Who knows what the Lakers discussed in the ensuing timeout, or how exactly they planned on protecting or extending their teeny and endangered lead. Whatever they had in mind, I doubt it looked much like this:
That’s a hilarious, nearly minute-long tip-drill of a possession; I urge you to watch it in its entirety. The Lakers miss all three of the shots they get up—and ornery 36-year-old Tyson Chandler, signed literally one day prior after the Phoenix Suns bought him out of his contract, just keeps getting them the damn ball back. LeBron James clangs a long three-pointer over Karl-Anthony Towns, and Chandler, tangled with poor hapless Andrew Wiggins under the rim, sneaks a hand out to slap the rebound out past halfcourt. Kyle Kuzma bricks an uncontested look from the corner, and Wiggins and Rose are too occupied with wrestling Chandler to be able to control the rebound, knocking it out of bounds and back to the Lakers. After the inbound, LeBron, gassed and completely out of ideas, pumps up a dead-legged 29-footer over Wiggins … and there’s Chandler, untangling his limbs from Towns’s just long enough to volleyball-slap the ball back out to halfcourt, fucking again. At that point, with less than a single shot-clock’s worth of time left to play, the Wolves had no choice but to foul intentionally.

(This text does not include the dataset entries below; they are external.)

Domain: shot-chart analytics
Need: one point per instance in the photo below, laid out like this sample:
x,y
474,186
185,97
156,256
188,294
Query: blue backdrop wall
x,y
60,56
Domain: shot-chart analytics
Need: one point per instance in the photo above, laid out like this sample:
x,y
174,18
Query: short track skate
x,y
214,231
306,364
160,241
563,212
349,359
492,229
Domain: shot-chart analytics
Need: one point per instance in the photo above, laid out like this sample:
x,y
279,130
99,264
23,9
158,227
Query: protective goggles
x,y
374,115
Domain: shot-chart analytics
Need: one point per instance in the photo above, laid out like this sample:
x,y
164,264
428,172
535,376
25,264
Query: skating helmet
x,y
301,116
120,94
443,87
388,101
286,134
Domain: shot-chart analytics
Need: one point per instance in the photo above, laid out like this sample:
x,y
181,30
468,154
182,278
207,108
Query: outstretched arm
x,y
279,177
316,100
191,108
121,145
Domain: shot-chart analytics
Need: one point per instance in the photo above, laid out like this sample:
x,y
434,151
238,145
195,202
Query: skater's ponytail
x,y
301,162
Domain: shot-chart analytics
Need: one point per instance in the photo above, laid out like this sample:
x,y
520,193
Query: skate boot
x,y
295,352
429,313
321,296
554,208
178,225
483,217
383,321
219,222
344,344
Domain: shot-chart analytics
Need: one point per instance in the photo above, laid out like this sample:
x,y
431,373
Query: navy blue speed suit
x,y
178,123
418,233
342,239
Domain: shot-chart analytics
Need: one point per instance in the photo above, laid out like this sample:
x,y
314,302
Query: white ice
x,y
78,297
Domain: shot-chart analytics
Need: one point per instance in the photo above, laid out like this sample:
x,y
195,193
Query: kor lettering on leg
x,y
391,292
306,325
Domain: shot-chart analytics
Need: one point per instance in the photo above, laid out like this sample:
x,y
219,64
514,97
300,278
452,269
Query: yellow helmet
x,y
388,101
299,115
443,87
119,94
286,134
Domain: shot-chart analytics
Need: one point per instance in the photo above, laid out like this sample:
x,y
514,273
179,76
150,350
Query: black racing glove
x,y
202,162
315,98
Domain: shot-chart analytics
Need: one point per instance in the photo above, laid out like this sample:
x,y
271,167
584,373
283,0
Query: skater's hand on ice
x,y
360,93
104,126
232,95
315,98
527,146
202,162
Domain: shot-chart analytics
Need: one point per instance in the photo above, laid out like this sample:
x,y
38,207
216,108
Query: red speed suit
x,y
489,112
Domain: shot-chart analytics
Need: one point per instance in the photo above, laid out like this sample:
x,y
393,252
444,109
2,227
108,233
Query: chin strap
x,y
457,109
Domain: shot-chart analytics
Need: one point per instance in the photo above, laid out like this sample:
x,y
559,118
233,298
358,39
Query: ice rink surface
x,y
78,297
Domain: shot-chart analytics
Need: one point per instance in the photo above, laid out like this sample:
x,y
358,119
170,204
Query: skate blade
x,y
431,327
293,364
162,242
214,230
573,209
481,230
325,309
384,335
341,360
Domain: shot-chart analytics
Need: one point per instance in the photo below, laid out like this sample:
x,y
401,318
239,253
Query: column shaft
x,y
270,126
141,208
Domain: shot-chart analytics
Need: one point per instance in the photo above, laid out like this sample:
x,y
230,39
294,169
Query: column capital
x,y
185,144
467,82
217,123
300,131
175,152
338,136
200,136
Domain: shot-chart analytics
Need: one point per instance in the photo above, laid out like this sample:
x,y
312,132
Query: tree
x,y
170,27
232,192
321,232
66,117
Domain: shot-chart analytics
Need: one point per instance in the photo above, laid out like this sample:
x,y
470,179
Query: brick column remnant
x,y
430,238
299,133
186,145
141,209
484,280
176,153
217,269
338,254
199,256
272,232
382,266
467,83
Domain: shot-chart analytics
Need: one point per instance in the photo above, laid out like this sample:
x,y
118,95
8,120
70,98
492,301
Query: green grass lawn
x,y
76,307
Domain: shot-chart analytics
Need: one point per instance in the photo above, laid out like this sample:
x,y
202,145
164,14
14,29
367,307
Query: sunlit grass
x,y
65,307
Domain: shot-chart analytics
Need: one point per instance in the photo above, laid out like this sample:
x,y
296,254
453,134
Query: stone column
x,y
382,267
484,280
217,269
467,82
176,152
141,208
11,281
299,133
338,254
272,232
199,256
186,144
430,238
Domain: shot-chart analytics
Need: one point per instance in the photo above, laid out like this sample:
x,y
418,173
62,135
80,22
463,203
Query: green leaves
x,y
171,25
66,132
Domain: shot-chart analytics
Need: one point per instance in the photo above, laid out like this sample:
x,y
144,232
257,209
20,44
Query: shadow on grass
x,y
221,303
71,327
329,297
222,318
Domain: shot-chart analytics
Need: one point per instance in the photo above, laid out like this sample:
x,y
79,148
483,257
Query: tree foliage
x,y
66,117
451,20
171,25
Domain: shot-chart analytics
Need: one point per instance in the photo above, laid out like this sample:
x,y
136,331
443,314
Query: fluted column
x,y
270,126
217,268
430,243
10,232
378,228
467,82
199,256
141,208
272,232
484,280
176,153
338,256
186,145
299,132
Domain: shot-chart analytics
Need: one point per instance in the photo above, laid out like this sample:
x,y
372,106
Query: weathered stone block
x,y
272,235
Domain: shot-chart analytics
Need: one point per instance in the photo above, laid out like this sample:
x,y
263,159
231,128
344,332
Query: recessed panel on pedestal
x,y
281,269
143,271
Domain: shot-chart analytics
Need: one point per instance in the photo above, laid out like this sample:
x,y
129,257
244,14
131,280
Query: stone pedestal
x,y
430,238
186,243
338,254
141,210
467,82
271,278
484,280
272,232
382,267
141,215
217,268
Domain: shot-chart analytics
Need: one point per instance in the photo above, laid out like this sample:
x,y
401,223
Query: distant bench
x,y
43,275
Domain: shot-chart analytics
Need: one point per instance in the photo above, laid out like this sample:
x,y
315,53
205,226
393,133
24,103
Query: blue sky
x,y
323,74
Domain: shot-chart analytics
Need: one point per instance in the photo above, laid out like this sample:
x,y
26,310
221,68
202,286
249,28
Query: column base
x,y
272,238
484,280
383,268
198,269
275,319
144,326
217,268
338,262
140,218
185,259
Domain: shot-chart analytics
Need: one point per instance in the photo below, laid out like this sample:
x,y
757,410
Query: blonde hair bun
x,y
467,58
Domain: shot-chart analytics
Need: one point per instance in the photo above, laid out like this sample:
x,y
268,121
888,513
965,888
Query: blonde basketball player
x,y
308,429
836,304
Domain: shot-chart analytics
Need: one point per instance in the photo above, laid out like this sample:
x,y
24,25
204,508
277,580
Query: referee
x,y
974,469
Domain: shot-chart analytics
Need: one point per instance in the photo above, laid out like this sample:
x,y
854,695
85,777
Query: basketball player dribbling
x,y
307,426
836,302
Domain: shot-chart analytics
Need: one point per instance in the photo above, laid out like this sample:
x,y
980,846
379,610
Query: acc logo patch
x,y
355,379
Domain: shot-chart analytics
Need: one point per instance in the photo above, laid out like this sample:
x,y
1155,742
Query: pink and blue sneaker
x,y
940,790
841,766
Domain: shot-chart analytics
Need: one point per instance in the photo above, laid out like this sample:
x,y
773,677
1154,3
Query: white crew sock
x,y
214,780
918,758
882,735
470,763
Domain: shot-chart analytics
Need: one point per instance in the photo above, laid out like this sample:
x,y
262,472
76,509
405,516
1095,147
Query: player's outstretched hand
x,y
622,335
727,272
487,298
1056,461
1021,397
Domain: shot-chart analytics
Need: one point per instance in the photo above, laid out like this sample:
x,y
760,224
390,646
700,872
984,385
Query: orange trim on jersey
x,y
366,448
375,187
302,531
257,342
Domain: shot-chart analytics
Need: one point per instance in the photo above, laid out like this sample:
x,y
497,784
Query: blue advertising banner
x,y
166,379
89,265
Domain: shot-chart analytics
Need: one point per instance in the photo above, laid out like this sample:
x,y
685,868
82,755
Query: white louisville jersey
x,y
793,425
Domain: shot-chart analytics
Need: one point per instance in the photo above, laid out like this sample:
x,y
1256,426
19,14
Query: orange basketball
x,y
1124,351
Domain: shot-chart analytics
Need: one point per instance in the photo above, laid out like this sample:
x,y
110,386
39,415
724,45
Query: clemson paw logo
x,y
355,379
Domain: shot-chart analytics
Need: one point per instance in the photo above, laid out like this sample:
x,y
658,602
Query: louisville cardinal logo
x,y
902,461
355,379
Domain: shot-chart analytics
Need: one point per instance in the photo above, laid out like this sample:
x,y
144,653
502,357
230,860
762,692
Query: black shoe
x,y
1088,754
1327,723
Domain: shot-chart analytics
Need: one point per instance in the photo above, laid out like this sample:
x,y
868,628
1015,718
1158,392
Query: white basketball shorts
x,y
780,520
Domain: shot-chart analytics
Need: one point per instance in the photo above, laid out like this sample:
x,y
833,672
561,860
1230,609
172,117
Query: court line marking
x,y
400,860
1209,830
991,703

Kuzma made just one of two free-throws, and the Lakers still had to survive Rose missing a reasonably open look at a three-pointer that would have given the Wolves a lead with less than four seconds to play. So crediting Chandler, or just this one bonkers marathon possession, for the win is probably a little too much of a stretch to attempt in earnest. I won’t attempt it, but I will say that I just really enjoy the fact that, over a stretch of play during which he interacted directly with either the ball or the person handling it for a grand total of like a nanosecond, Tyson Chandler just about assured victory for a team he’d been on for all of a single day.
Chandler can’t really do much of the stuff that once made him an all-star, a DPOY, and, as ESPN’s Zach Lowe put it, “the guy who damn near invented the modern archetype of rim-running, lob-catching center.” He can’t throw down alley-oops from outer space; he for sure can’t do the thing he used to do, what feels like a thousand years ago, where he’d jump to contest a shot and then instantly pogo-jump a second time to haul in the rebound. But those infuriating volleyball offensive rebounds are vintage Tyson Chandler, too, and that’s a more durable skill. Anti-gravitational leaping ability wanes with time and back injuries, but absurdly long arms are forever. After just one day on the job, he’s already used them to help deliver his new team a win.